CS 101

Spreadsheets and Data

Announcements

  • Midterm in 1.5 weeks in STLC 115
  • We don't maintain the course readings (specifically, today's readings do not match)

Plan for Today

  • Over the past few weeks, we've been using JavaScript to learn about code.
  • Now, we will apply many programming concepts to spreadsheets, using computers to manipulate text-based data.
  • Goal for today: learn how to manipulate and process data in Google Sheets to extract conclusions.

Spreadsheets: Logistics

  • Using Google Sheets
  • All our in-class spreadsheets can be viewed here in a Google Drive.
  • Note: to edit files, you can make a copy through the file dropdown on the top menu

Spreadsheets: An Introduction

  • Used to store textual information (as opposed to images)
  • Links information together in rows and columns
  • Generally, rows combine to give multiple pieces of information about one object (e.g. Marvel Characters).
  • Columns give the same piece of information for every object.

Variables in Spreadsheets

  • Each cell (intersection of a row/column) is a variable
  • There are three "types" of variables
  • Text (words): left-justified
  • "Boolean" values (true and false): center-justified
  • Numbers (percents, decimals, and monetary amounts): right-justified
  • Experiment: are the numbers always perfectly accurate? What happens if you type a really big number and subtract it from a number one bigger than it?

Our Datasets

Data Layout in Spreadsheets

  • Rows = objects (samples in data)
    • Each row has multiple pieces of information
  • Column = fields
    • "properties" of the row
    • Labelled with a header (should freeze the headers)

Functions

  • Recall: JavaScript functions
    • print(image);
    • image.getPixel(x, y);
  • Way of manipulating data
  • FUNCTION_NAME(arg1, arg2,...)
  • Almost always used on columns
  • Exercise: How many appearances of comic book characters have there been total?

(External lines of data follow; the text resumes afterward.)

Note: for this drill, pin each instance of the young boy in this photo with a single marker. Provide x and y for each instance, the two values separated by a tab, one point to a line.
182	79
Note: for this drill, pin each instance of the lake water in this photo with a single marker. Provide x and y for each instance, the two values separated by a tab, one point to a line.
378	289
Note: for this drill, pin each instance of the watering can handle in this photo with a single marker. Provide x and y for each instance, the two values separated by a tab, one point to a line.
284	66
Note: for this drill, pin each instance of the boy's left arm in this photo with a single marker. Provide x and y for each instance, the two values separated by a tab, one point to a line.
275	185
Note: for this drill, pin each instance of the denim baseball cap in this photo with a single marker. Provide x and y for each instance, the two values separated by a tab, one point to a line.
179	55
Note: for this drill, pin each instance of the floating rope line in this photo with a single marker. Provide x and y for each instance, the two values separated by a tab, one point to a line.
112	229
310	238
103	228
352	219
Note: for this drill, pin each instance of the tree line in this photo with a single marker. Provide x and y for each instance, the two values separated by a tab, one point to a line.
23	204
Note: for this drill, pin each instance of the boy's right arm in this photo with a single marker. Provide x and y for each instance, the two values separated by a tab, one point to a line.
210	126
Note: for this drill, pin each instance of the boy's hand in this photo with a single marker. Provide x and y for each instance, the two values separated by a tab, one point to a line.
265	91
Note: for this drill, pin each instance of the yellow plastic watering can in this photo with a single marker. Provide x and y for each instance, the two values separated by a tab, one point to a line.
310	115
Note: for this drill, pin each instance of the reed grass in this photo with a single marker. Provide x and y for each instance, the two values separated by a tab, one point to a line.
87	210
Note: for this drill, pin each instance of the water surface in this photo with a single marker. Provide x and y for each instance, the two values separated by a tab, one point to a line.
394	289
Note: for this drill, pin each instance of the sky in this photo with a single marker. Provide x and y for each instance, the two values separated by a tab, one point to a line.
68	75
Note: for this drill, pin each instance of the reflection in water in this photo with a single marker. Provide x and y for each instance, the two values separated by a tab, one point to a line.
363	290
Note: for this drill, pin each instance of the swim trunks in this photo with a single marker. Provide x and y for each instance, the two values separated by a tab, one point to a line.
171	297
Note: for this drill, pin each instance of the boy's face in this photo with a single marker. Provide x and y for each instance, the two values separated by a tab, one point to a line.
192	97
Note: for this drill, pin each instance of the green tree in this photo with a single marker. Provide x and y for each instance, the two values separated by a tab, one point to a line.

Functions behind the scenes

  • Look at every row of data
  • Perform the calculation on that row of data
  • Just like a for loop!

If statements

  • IF(test, true case, false case)
  • Automatically includes an if and an else
  • Note: use = instead of ==
  • Exercise: Let's make a new column that is true if the character is female and introduced before 2000.

Useful functions

  • COUNTUNIQUE(range)
  • UNIQUE(range)
  • SUM(range)
  • COUNTIFS(condition_range, condition)
  • SUMIFS(range, condition_range, condition)
  • MINIFS(range, condition_range, condition)
  • MAXIFS(range, condition_range, condition)
  • ISBLANK(cell/range)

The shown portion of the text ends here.